If you are genuinely so rattled by chair banging or the close proximity of children, and some people might be if they are ill for example, best go to an entirely different type of concert. However, even then- the seats are squishy, people get squashed passing by each other, seats are often banged as people settle down, the RAH is exceptionally bad for that but many concert halls are equally squidgy and being banged/squashed etc is par for the course.

As for those saying they would have marched the little madam out after one more accidental bang- really? If you know the RAH you would know you would be wedged in by this point and in your keenness to display your tough parenting, would undoubtedly have to climb over and disturb everyone in your row and the one behind you. This would have been far more disruptive than staying put, especially if your dd really didn't bang again.

This lady was not Christmassy and people who are so sensitive shouldn't go in public concert halls this near to Christmas!

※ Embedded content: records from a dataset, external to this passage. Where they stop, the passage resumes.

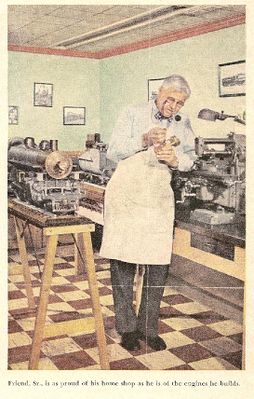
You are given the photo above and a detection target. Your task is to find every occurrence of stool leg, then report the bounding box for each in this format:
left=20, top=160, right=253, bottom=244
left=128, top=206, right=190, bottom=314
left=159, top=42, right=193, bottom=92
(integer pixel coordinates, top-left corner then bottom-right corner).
left=135, top=265, right=145, bottom=315
left=83, top=233, right=109, bottom=370
left=14, top=217, right=35, bottom=309
left=28, top=235, right=58, bottom=370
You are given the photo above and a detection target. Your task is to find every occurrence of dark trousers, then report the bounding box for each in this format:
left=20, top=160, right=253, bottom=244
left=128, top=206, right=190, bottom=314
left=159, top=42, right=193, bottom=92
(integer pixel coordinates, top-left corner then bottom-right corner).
left=110, top=259, right=169, bottom=337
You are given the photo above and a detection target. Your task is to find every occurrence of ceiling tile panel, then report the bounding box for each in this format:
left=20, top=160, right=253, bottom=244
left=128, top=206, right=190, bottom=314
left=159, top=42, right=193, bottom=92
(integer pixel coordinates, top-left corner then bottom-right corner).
left=8, top=4, right=245, bottom=52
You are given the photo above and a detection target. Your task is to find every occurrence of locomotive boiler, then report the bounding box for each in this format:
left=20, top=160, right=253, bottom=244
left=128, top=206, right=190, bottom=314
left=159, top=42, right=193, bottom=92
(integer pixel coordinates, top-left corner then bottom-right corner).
left=8, top=137, right=81, bottom=214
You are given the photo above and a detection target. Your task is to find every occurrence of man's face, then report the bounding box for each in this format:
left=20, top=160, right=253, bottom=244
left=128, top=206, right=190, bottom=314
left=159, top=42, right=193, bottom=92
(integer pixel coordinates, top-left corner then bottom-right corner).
left=156, top=87, right=188, bottom=118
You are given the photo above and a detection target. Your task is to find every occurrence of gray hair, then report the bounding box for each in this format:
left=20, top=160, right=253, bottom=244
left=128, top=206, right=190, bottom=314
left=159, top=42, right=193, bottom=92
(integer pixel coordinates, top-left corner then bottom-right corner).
left=160, top=75, right=191, bottom=97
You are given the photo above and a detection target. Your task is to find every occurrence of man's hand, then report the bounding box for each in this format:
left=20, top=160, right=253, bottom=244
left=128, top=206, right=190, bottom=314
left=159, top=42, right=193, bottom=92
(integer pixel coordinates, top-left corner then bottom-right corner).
left=142, top=127, right=167, bottom=148
left=154, top=143, right=178, bottom=168
left=142, top=127, right=179, bottom=168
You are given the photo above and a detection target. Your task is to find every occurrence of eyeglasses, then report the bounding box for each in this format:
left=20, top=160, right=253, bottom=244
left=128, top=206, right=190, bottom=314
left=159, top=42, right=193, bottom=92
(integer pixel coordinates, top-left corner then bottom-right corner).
left=165, top=97, right=184, bottom=109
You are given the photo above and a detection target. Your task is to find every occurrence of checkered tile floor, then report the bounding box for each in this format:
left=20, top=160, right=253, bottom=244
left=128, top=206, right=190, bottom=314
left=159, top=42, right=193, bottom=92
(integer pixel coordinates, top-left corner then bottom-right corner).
left=8, top=247, right=242, bottom=370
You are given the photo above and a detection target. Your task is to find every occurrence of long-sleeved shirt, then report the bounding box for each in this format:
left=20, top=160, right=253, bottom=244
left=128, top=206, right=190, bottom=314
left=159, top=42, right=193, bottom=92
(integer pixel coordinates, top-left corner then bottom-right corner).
left=107, top=101, right=196, bottom=171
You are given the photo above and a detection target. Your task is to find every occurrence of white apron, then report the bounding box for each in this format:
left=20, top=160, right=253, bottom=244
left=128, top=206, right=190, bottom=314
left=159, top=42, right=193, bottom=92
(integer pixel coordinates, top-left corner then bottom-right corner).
left=100, top=147, right=174, bottom=265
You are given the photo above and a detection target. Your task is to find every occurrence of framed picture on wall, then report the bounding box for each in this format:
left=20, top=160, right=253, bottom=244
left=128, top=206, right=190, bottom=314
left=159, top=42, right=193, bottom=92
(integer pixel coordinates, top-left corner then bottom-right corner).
left=148, top=78, right=165, bottom=101
left=63, top=106, right=86, bottom=125
left=219, top=60, right=245, bottom=97
left=8, top=105, right=19, bottom=125
left=34, top=83, right=53, bottom=107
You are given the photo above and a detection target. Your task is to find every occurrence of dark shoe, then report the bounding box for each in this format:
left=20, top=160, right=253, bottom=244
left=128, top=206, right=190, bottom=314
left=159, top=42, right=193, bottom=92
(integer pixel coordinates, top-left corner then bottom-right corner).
left=138, top=332, right=167, bottom=351
left=121, top=331, right=140, bottom=351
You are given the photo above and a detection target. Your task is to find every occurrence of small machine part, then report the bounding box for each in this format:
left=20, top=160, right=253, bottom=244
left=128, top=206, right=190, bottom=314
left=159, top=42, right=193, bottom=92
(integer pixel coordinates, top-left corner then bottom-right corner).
left=79, top=133, right=116, bottom=186
left=8, top=137, right=81, bottom=214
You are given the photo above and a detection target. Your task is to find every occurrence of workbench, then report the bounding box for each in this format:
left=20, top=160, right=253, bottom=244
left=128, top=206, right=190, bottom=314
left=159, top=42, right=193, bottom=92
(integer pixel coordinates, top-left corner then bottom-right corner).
left=8, top=199, right=109, bottom=370
left=173, top=206, right=245, bottom=281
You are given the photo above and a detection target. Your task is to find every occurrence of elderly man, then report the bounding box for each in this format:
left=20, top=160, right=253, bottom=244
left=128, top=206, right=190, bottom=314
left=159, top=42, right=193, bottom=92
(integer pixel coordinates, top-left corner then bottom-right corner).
left=100, top=75, right=195, bottom=350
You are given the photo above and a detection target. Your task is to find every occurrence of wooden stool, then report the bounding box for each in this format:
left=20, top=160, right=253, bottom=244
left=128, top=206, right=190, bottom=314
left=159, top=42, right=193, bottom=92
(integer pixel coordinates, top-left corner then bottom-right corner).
left=9, top=200, right=109, bottom=370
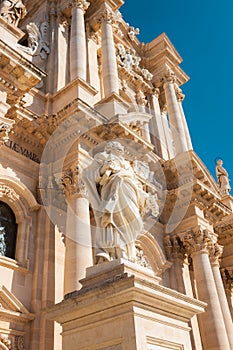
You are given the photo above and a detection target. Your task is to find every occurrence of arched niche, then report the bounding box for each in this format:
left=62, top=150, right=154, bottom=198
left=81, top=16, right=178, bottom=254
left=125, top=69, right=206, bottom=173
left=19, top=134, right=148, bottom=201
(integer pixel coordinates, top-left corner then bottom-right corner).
left=0, top=176, right=40, bottom=270
left=135, top=232, right=171, bottom=276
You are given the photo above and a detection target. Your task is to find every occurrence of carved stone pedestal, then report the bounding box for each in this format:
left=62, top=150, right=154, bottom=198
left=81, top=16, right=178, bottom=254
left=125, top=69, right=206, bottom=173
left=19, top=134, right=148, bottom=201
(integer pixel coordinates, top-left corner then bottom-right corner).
left=48, top=259, right=206, bottom=350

ghostspirit · 14/12/2015 09:46

pict i think if the op had said in her first post. how she had tried to stop her daughter from doing it. spoke to her firmly or what ever the responce may have been different. but it seems that dd was not told to stop it. and it was not explained to daughter why she should not do it... all i read is dd kept kicking chair... woman stared at me.

drinkfeckarse · 14/12/2015 09:46

Have any of you who think the child bumping the chair in front is a big deal actually been to the event OP is talking about?

I have been many times - before I had children. Its like a great big kids party where adults get to enjoy Christmas like kids. Its all about the fun.

I've been surrounded by kids who barely sat still thoughout and once sat behind an enormous family who all produced reindeer antlers and jingle bells as soon as it started. It is not somewhere you'd expect people to be grumpy.

There is a wide range of tickets across all prices. Its a very family friendly inclusive event. Christmas cheer and all that?

parachutesilk · 14/12/2015 09:47

I know often we read between the lines of an OP and speculate, but I don't think I've ever seen so many people rewriting an OP to give themselves something more satisfying to rant against!

I agree about the ageist comments by the way. The assumption that the OP must be lying and minimizing - that it must really have been repeated kicks with no serious attempt to stop them - is a lazy straw man though.

stripeypillow · 14/12/2015 09:47

If your child is poorly behaved to the extent that you had to hold her feet to stop her kicking, then she should not have been taken to the concert in the first place. You clearly have not taught her how to behave properly in public.